In some sectors of the Paris press, one government scandal follows hot on the heels of the last. The wheels of business must be kept oiled.

‘If it is him, he’s got a nerve. He dictates half the editorials of the satirical weekly the Bavard Impénitent , so that’s their speciality …’

After explaining at length how, on the orders of the Defence Minister, the French secret services sank the Rainbow Warrior, the Greenpeace ship campaigning against French nuclear testing in the Pacific, in a New Zealand port, killing a Portuguese journalist in the process, certain ‘investigative’ journalists are now kicking up a fuss over the so-called ‘Irish of Vincennes’ affair, accusing the men from the Élysée special unit …

‘It’s Bornand, for certain. He’s the one who set up that unit, who recruited the men working in it, who placed it under the President’s direct authority without having to be accountable to anyone. So clearly, it had better succeed. If it goes, he goes.’

‘It’s definitely Bornand. He loves macho police officers who climb over walls and shoot first, ask questions later.’

‘You’ve got to admit they’re more of a turn-on than we are.’

‘Order, gentlemen, please.’

… of having planted the weapons themselves in the homes of the Irish terrorists they arrested in August 1982, the day after the fatal bomb attack in rue des Rosiers .2

The Rainbow Warrior affair prompted impartial observers to question the workings of the French Secret Service: mind-boggling incompetence or complex anti-government and anti-Socialist machinations? And what was the source of the leaks that enabled a handful of French journalists to find out more than the New Zealand investigators, and faster? …

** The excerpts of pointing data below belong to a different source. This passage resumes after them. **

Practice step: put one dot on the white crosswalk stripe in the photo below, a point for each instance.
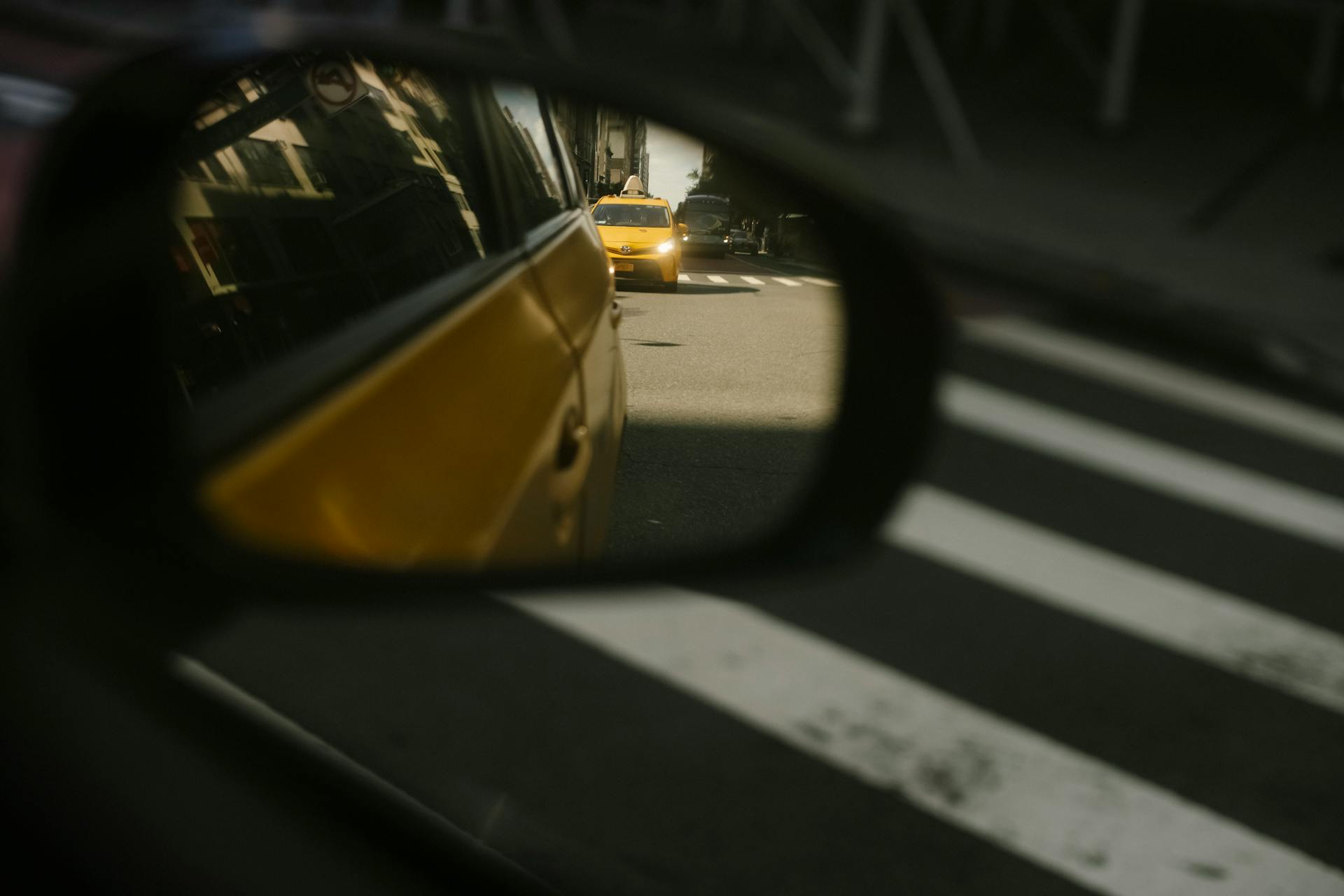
(1198, 621)
(1161, 379)
(1176, 472)
(1008, 785)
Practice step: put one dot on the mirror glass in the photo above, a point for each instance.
(432, 320)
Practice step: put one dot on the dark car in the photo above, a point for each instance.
(745, 242)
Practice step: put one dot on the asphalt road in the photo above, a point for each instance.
(1100, 650)
(733, 383)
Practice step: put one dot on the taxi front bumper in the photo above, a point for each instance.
(657, 269)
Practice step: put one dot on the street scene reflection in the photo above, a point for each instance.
(465, 324)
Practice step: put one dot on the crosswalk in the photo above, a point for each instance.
(722, 280)
(1088, 820)
(1101, 649)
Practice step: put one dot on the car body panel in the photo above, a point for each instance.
(374, 473)
(573, 272)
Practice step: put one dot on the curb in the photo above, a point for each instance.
(1130, 298)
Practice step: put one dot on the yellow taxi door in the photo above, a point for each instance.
(573, 273)
(421, 403)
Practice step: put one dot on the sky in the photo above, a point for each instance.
(671, 156)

‘Shoot down the Foreign Intelligence Service …’

… The Irish affair is even more ambiguous. The ‘investigative’ journalists who are on the case all receive their tip-offs from the same source: a psychologically unstable individual with a dodgy personality whose testimony has been doing the rounds of the Paris editors for more than a year, without anyone taking him seriously until now. Furthermore, on his own admission — and this is common knowledge — he is in the pay of one of our major police departments working on the Secret Service’s patch.’

‘Well, well …’

‘An attack on the Directorate for Territorial Surveillance too … For the time being, the intelligence services seem to have emerged remarkably unscathed.’

‘He’s not on top form today.’

Have these ‘investigative’ journalists questioned this informer’s reliability? Have they tried to cross-check the information he has given them with other sources? Not at all.